4

I don't have that much experience programming in python, so my question might be very simple. I am working on a project for school, where we need to create an output from a user input (we want to emulate Eliza, but in a very simple way). Right now, the only thing the program does is look for keywords and respond accordingly. However, since I go to a french school and everything is in french, I need to use accents (e.g. é, è, à, á). And this is where the problem arrives: I cannot use accents in my predefined list of keywords (so it's not the keywords from the user input, but in my own program :/ )

Here you have the entire program:

#Greeting from bot
print("Salut!")

(Here are the predefined keyword we use to know if there is a negation and if there are any demeaning adjectives in the user's sentence - we'll need to make it a lot bigger in order to make our bot more humanlike but it's just the principle)

negation = ("ne", "n'", "pas", "guere", "ne", "plus", "jamais")
AnD = ("artificiel", "cree", "mecanique", "invente", "concu", "construit", "programme", "innove", "fabrique")

But here is the problem: in order to run our program, we had to remove all the accents. So words like guère, créé, mécanique, inventé, programmé become guere, cree, mecanique, invente, programme, and in some cases it changes the meaning of the word (e.g. programme becomes a noun instead of an adjective)

adj_neg_decl = None
nega = None

#FONCTION: phrase declarative, pas de negations, adjectif pejoratif
def decl_non_neg_adj_neg(statement):
    if (statement.endswith('.')) and (nega == False) and (adj_neg_decl == True):
        print(AnD_ici + '? Mais moi je suis humain.

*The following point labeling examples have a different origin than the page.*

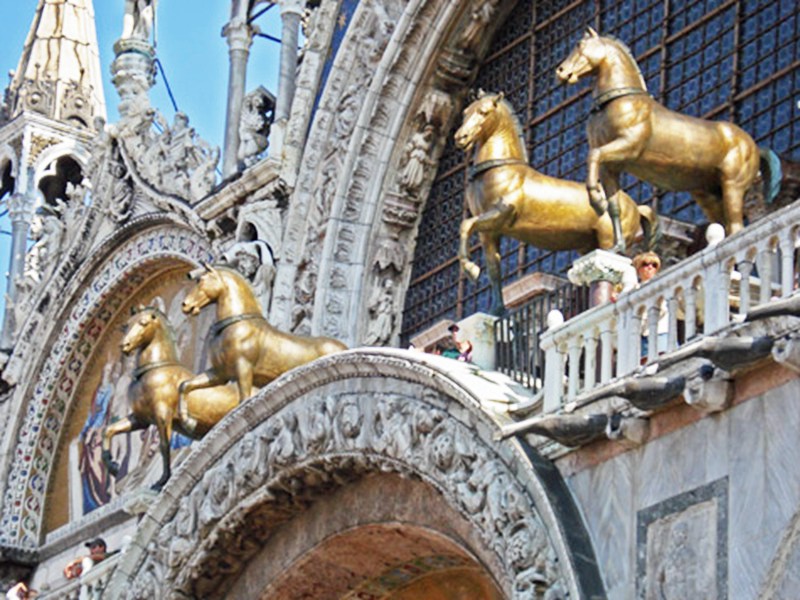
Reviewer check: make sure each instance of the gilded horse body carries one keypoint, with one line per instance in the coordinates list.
(507, 197)
(153, 393)
(242, 346)
(628, 131)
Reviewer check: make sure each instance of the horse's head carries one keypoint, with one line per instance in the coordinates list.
(141, 328)
(480, 119)
(584, 59)
(208, 287)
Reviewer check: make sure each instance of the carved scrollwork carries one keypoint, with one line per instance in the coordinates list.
(319, 443)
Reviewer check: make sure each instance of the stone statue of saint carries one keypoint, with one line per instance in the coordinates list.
(137, 23)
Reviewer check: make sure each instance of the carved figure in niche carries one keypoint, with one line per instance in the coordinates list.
(628, 131)
(47, 232)
(254, 261)
(120, 206)
(153, 393)
(243, 347)
(382, 314)
(475, 30)
(507, 197)
(417, 160)
(254, 125)
(350, 420)
(137, 22)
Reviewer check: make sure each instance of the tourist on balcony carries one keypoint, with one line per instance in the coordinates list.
(647, 265)
(79, 566)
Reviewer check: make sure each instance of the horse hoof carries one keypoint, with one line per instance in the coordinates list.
(473, 271)
(189, 424)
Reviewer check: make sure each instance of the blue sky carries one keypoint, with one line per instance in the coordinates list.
(191, 49)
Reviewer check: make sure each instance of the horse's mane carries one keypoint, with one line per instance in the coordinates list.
(515, 121)
(627, 51)
(166, 324)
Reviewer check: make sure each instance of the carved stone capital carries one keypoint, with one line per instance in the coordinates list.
(292, 6)
(20, 208)
(239, 35)
(786, 352)
(709, 390)
(599, 265)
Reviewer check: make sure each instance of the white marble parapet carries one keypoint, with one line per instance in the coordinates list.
(703, 295)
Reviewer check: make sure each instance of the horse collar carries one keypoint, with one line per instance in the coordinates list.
(476, 171)
(139, 371)
(217, 327)
(602, 99)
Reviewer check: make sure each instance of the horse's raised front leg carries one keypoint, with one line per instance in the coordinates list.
(492, 220)
(124, 425)
(206, 379)
(164, 425)
(622, 148)
(610, 183)
(491, 248)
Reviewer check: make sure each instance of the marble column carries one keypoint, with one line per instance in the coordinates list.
(239, 34)
(291, 13)
(20, 211)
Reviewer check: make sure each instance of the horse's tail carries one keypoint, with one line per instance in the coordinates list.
(651, 225)
(771, 174)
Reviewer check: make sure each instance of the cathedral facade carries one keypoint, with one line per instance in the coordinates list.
(574, 457)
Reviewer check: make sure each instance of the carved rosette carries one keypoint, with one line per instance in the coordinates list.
(319, 443)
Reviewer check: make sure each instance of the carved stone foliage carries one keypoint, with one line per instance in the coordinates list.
(318, 443)
(47, 392)
(372, 31)
(174, 160)
(257, 114)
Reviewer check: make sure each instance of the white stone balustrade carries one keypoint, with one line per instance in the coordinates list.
(699, 296)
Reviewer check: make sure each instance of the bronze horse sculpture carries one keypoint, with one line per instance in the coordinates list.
(508, 197)
(242, 346)
(628, 131)
(153, 393)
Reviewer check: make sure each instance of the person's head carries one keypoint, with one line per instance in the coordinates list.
(647, 264)
(97, 548)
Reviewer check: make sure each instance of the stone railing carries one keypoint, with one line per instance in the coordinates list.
(699, 296)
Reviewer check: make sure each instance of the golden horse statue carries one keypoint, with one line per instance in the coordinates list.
(242, 346)
(508, 197)
(716, 162)
(153, 393)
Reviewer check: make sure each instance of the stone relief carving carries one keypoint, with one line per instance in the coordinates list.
(371, 36)
(257, 114)
(254, 260)
(382, 315)
(319, 443)
(474, 32)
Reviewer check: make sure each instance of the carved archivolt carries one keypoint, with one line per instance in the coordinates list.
(69, 331)
(372, 150)
(268, 461)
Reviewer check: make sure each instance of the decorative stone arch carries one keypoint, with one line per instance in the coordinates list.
(370, 215)
(72, 149)
(68, 330)
(368, 424)
(9, 155)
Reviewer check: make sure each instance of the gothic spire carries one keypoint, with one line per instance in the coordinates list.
(59, 71)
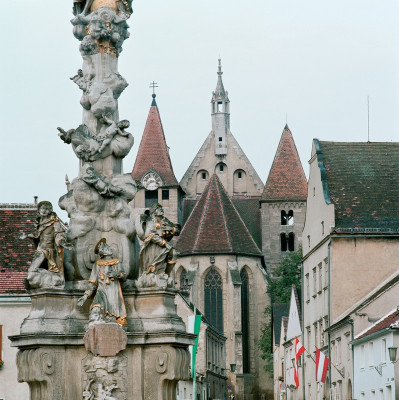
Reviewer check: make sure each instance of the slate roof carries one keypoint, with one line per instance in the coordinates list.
(389, 321)
(248, 209)
(362, 181)
(280, 310)
(215, 226)
(286, 180)
(15, 254)
(153, 153)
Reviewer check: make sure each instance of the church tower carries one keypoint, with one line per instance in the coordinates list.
(154, 172)
(220, 154)
(283, 203)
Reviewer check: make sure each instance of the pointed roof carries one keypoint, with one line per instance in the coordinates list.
(286, 180)
(220, 93)
(215, 226)
(153, 153)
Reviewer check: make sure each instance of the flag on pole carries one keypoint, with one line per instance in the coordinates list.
(299, 350)
(321, 366)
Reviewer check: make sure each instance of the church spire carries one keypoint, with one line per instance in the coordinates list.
(153, 154)
(220, 108)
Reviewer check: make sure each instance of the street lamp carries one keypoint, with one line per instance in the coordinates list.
(392, 354)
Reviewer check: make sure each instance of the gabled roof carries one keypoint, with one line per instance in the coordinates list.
(153, 153)
(286, 180)
(15, 254)
(280, 310)
(362, 181)
(389, 321)
(215, 226)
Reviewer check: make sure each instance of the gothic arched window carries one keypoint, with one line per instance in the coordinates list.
(213, 299)
(245, 320)
(183, 279)
(291, 241)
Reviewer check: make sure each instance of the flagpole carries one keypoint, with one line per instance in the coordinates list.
(193, 366)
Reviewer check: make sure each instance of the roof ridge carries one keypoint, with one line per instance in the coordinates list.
(222, 210)
(204, 212)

Ca se voit pas?')
    else:
    #Only for testing
        print('tralalalala')


while True:

    statement = raw_input("> ").lower()

    if statement == "au revoir":
        print("Au revoir!")
        break

(Here we simply look for negations, and adjectives - if you have another (more efficient) way of doing it, I would love to hear your suggestions! I might as well learn some new stuff :) )

    for i in negation:
        if i in statement:
            nega = True
            break
        else:
            nega = False

    for i in AnD:
        if i in statement:
            adj_neg_decl = True
            AnD_ici = i
            break
        else:
            adj_nej_decl = False

    decl_non_neg_adj_neg(statement)

#Reset variables
    for var in (adj_neg_decl, nega):
        var = None

I had thought of maybe using unicode or utf-8, but I don't really know how to use it... Is that the right way to go? Or is there something else I can do?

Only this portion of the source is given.